An Australopithecus sediba skull bears both human and ape traits.

Ker Than

for National Geographic News

Published April 8, 2010

Identified via two-million-year-old fossils, a new human ancestor dubbed Australopithecus sediba may be the "key transitional species" between the apelike australopithecines—and the first Homo, or human, species, according to a new study.

(See pictures of Australopithecus sediba fossils.)

"We've never seen this combination of traits in any one [early human species]," study leader Lee Berger told the journal Science, where the new study is published today.

Found in the remnants of an underground cave network in South Africa, the partial Australopithecus sediba skeletons are believed to be from a roughly 30-year-old woman and an 8- to 13-year-old boy.

The pre-human pair, who may or may not have been related, apparently fell to their deaths into a chasm littered with corpses of saber-toothed cats and other predators.

The new species may be the wellspring—"sediba" in the local Sotho tribal language—from which our ancestors flowed, the report suggests.

Berger, of the University of the Witwatersrand in Johannesburg, conjures a different metaphor.

"It's the opinion of my colleagues and I that [Australopithecus sediba] may very well be the Rosetta stone that unlocks our understanding of the genus Homo," Berger said in a statement, referring to the artifact that helped decipher ancient Egyptian hieroglyphics.

(Also see "Oldest Skeleton of Human Ancestor Found.")

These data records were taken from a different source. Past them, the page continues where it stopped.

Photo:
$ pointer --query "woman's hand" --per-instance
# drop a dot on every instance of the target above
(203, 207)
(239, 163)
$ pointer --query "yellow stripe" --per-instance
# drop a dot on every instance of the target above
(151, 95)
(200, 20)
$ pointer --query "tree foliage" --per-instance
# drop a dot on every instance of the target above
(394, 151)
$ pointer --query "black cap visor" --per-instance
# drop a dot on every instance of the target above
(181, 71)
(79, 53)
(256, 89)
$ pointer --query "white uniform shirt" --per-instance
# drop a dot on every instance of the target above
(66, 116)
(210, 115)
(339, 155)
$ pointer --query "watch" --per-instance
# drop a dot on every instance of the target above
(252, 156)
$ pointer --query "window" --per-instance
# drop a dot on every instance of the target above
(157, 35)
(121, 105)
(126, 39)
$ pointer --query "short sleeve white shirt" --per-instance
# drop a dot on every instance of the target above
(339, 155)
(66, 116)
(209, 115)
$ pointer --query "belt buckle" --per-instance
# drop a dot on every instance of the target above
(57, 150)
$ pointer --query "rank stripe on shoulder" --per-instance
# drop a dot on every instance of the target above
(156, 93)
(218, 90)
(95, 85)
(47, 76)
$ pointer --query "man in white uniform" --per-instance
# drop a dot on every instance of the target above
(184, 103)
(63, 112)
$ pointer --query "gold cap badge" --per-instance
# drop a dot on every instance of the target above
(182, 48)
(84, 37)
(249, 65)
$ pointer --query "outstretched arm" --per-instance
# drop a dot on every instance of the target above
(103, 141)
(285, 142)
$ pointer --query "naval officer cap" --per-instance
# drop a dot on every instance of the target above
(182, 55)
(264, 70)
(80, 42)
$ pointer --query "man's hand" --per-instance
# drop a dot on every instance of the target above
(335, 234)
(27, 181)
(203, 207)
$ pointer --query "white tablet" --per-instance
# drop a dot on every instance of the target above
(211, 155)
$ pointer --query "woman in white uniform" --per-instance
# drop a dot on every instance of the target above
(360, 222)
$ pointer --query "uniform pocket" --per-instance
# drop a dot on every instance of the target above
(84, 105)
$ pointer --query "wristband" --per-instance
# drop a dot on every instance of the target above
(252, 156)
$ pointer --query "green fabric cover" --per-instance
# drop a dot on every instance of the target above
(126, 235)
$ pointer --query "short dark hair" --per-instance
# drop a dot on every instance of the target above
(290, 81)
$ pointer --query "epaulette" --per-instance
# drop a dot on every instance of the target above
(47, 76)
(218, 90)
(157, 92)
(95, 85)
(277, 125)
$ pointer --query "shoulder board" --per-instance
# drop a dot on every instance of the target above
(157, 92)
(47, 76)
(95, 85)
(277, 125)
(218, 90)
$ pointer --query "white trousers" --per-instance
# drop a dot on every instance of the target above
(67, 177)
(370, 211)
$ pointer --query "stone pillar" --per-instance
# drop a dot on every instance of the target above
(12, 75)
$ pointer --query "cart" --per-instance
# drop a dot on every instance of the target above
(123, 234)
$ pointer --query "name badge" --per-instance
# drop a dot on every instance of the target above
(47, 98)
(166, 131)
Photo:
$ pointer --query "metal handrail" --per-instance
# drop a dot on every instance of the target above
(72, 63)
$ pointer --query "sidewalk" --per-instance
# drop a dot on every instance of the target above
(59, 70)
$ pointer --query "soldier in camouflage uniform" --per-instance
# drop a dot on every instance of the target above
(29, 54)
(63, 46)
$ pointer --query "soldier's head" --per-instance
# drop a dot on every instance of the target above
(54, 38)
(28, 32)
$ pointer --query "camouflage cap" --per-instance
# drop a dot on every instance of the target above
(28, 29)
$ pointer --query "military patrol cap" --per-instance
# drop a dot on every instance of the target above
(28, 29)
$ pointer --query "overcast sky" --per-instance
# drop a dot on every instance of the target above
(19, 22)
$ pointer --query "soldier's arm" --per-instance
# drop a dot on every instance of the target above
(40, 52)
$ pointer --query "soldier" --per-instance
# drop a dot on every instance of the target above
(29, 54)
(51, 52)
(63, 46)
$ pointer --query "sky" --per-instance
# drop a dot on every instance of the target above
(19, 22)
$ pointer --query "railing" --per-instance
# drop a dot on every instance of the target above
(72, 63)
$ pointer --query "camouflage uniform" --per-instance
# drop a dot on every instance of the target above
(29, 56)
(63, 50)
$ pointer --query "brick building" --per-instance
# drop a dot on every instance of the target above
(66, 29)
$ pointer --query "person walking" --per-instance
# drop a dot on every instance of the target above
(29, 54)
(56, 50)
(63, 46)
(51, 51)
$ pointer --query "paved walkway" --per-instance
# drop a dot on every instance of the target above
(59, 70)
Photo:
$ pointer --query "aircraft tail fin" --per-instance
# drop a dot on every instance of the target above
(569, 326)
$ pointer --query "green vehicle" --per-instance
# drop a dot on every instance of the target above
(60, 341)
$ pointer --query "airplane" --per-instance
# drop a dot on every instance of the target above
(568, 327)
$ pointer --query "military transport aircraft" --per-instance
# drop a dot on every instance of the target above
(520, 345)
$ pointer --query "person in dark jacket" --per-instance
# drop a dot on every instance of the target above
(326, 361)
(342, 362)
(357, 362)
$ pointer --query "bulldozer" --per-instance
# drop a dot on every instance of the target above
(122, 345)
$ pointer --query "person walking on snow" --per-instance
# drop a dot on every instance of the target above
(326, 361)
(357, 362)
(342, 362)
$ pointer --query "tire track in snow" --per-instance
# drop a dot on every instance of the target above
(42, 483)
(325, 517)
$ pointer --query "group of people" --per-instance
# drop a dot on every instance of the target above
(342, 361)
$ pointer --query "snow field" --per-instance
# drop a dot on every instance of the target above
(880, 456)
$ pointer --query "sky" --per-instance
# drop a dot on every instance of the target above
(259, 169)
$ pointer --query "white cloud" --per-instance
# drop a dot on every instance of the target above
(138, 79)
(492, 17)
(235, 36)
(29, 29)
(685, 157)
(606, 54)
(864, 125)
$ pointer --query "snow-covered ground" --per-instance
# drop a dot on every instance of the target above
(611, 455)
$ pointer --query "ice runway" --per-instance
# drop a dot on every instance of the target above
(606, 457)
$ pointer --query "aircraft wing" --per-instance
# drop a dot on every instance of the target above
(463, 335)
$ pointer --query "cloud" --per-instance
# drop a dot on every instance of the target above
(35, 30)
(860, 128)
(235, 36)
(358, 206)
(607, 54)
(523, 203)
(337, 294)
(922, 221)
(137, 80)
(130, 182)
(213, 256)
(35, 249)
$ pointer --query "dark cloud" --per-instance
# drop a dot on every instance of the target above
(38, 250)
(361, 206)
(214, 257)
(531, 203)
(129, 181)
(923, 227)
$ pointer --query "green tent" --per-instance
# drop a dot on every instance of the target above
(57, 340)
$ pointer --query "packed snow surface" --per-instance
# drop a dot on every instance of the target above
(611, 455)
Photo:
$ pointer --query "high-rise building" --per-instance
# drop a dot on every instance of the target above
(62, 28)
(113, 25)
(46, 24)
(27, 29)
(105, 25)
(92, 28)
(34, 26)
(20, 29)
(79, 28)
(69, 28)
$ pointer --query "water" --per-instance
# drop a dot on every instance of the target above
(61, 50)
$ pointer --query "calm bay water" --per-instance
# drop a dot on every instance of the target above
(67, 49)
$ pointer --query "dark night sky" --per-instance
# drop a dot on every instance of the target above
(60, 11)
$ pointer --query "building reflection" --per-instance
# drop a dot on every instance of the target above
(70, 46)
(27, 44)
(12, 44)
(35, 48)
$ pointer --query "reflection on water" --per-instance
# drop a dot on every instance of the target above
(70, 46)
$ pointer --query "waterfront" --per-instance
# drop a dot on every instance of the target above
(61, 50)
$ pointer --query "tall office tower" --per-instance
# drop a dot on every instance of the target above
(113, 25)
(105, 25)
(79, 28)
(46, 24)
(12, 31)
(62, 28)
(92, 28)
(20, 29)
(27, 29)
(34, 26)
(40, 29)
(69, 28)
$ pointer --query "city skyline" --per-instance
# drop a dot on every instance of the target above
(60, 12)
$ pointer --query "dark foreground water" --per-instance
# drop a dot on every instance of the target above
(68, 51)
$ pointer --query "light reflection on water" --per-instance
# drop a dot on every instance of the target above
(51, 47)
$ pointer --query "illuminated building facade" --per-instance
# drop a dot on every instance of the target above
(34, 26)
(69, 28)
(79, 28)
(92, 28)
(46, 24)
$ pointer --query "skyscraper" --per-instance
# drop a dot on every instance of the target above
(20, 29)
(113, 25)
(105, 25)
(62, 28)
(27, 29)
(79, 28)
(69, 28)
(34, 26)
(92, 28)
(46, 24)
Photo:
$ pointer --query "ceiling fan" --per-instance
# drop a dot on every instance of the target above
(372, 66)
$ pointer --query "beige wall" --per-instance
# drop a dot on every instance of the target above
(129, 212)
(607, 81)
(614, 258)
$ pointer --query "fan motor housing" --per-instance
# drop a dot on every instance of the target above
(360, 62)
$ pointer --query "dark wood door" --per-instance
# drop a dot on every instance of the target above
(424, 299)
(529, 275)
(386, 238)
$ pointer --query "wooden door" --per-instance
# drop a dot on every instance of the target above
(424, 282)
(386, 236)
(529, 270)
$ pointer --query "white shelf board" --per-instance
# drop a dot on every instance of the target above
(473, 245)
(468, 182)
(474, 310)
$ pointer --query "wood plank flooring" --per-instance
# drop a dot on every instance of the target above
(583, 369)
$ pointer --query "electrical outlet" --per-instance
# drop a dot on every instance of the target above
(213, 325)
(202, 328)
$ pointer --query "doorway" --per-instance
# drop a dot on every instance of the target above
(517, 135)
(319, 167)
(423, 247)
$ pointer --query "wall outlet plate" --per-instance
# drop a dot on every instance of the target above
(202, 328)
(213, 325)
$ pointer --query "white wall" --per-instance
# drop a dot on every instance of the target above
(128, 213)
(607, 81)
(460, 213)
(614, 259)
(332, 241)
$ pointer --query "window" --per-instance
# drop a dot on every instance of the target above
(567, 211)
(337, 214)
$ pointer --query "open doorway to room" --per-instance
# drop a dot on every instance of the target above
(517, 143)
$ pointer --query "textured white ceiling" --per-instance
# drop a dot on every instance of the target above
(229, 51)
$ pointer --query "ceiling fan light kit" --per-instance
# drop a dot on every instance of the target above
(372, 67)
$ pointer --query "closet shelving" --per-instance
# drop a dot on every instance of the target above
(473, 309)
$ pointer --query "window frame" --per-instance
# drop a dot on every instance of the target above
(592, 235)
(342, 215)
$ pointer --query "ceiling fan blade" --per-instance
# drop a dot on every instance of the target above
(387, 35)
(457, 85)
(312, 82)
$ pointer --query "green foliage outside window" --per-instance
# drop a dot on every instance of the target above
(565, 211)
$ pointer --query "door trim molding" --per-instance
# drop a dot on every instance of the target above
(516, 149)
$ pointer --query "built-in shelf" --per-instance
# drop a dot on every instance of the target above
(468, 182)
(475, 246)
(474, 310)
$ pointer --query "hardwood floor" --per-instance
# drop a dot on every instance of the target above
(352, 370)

A. Sediba Fossils Suggest Human-Like Ape

Growing to just over 4 feet (1.2 meters) tall, A. sediba has a number of key traits that some would say mark it as an early human, like Homo habilis, which many consider the first human species.

A. sediba, for example, had long legs and certain humanlike characteristics in its pelvis, which would have made it the first human ancestor to walk—perhaps even run—in an energy-efficient manner, the study says. (Related: "Did Early Humans Start Walking for Sex?")

Also, A. sediba's face had small teeth and a modern—rather than chimpanzee-like—nose, the study says.

And as in humans, the shapes of A. sediba's left and right brain halves—discernible from indentations on a remarkably preserved skull—appear to have been uneven.